A standard task in pharmacogenomics research is identifying genes that may be involved in drug response variability. Those genes are called “pharmacogenes”. As genomic experiments in this domain tend to generate many false positives, computational approaches based on background knowledge may generate more valuable results. Until now, the latter have only used molecular network databases or biomedical literature. We developed a new method that takes advantage of various linked data sources to evaluate the validity of uncertain drug-gene relationships, i.e. pharmacogenes [5]. One advantage relies on the standard implementation of linked data that facilitates the joint use of various sources and makes easier to consider features of various origins. The second advantage is related to graph mining approaches that we are using, which consider linked data in their original form, i.e. as graphs. We selected, formatted, interconnected and published an initial set of linked data sources relevant to pharmacogenomics, named PGxLOD (for “PharmacoGenomic Linked Open Data”). We applied and compared distinct numerical classification methods on these data and identified candidate pharmacogenes.

This work is a first attempt for validating state-of-the-art knowledge in pharmacogenomics, which is one objective of the ANR project “PractiKPharma” initiated in 2016 (http://practikpharma.loria.fr/). This year, we improved and enriched PGxLOD in various ways. Firstly, we wanted PGxLOD to be able to encompass pharmacogenomic knowledge of various origin, such as scientific literature, specialized databases, or Electronic Health Records (EHRs). To represent the fact that a given knowledge unit may have distinct provenances, we developed a simple ontology named PGxO (“Pharmacogenomic Ontology”) which relies on the Standard Ontology PROV-O to represent provenance. This makes possible to compare similar knowledge units that may have distinct origins [45].

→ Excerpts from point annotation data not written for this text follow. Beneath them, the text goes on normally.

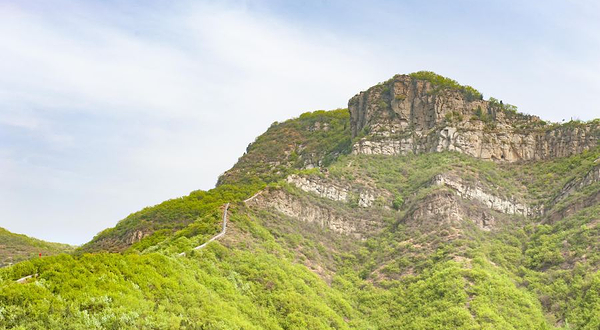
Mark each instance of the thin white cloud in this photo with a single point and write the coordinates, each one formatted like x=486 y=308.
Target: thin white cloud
x=107 y=109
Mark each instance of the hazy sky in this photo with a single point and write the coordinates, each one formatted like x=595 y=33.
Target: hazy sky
x=110 y=106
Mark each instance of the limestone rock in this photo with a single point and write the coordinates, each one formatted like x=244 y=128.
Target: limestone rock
x=407 y=115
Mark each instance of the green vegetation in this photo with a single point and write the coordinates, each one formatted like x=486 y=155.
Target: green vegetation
x=441 y=83
x=176 y=219
x=273 y=271
x=16 y=247
x=315 y=139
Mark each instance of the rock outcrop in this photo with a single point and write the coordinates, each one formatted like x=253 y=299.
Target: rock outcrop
x=497 y=203
x=337 y=192
x=445 y=207
x=352 y=224
x=409 y=115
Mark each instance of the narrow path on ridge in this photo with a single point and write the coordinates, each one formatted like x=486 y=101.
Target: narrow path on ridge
x=217 y=236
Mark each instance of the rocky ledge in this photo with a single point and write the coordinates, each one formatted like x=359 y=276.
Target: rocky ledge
x=412 y=115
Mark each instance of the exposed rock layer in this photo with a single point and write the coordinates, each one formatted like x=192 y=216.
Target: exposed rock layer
x=407 y=115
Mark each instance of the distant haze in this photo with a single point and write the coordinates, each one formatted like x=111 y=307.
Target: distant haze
x=107 y=107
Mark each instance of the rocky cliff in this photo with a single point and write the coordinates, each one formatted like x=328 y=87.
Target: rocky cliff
x=423 y=112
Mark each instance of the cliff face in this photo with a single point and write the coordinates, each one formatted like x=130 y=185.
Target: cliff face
x=410 y=115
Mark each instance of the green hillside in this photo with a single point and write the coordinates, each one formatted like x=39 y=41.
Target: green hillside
x=338 y=240
x=15 y=248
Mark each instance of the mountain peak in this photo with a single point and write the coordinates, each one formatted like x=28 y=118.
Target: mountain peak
x=426 y=112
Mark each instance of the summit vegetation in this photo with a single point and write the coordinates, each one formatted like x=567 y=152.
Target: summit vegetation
x=367 y=242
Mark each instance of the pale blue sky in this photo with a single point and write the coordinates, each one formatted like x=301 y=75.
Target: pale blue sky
x=110 y=106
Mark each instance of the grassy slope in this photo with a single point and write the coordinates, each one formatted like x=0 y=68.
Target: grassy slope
x=16 y=247
x=522 y=276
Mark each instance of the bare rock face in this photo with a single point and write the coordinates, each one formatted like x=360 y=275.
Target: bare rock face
x=408 y=115
x=336 y=191
x=497 y=203
x=445 y=207
x=324 y=217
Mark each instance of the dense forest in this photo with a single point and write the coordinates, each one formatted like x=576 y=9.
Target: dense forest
x=273 y=271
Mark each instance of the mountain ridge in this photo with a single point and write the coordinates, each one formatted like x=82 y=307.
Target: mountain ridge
x=322 y=236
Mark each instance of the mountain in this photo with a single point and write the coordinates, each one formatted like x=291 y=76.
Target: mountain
x=420 y=206
x=15 y=248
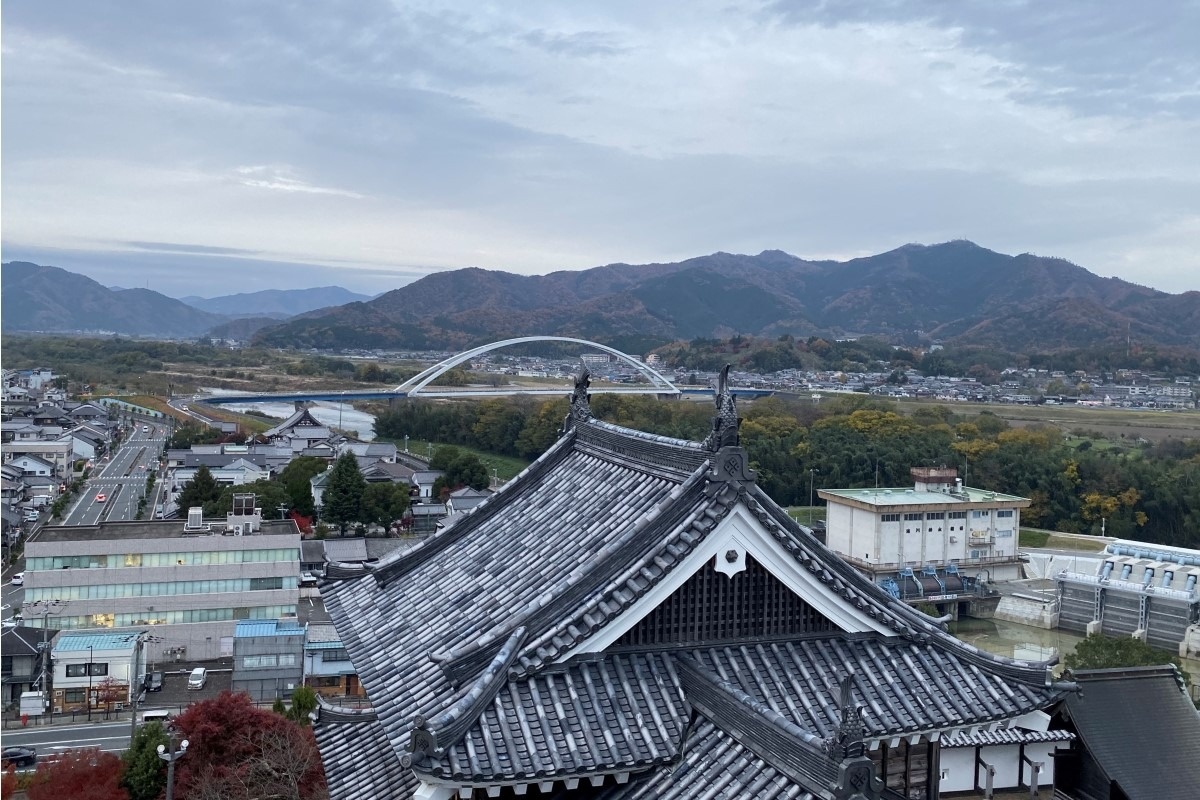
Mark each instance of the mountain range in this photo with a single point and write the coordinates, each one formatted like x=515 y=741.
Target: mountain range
x=53 y=300
x=954 y=292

Analysis of biomedical data annotated with ontologies

In the context of the Snowflake Inria Associate Team (at present Snowball), we developed an approach based on pattern structures to identify frequently associated ADRs (Adverse Drug Reactions) from patient data either in the form of EHR or ADR spontaneous reports. In this case, pattern structures provide an expressive representation of ADR, taking into account the multiplicity of drugs and phenotypes involved in such reactions. Additionally, pattern structures allow considering diverse biomedical ontologies used to represent or annotate patient data, enabling a “semantic” comparison of ADRs. Up to now, this is the first research work considering such representations to mine rules between frequently associated ADRs. We illustrated the generality of the approach on two patient datasets, each of them linked to distinct biomedical ontologies. The first dataset corresponds to anonymized EHRs, extracted from “STRIDE”, the EHR data warehouse of Stanford Hospital and Clinics. The second dataset is extracted from the U.S. FDA (for Food & Drug Administration) “Adverse Event Reporting System” (FAERS). Several significant association rules have been extracted and analyzed and may be used as a basis of a recommendation system [29].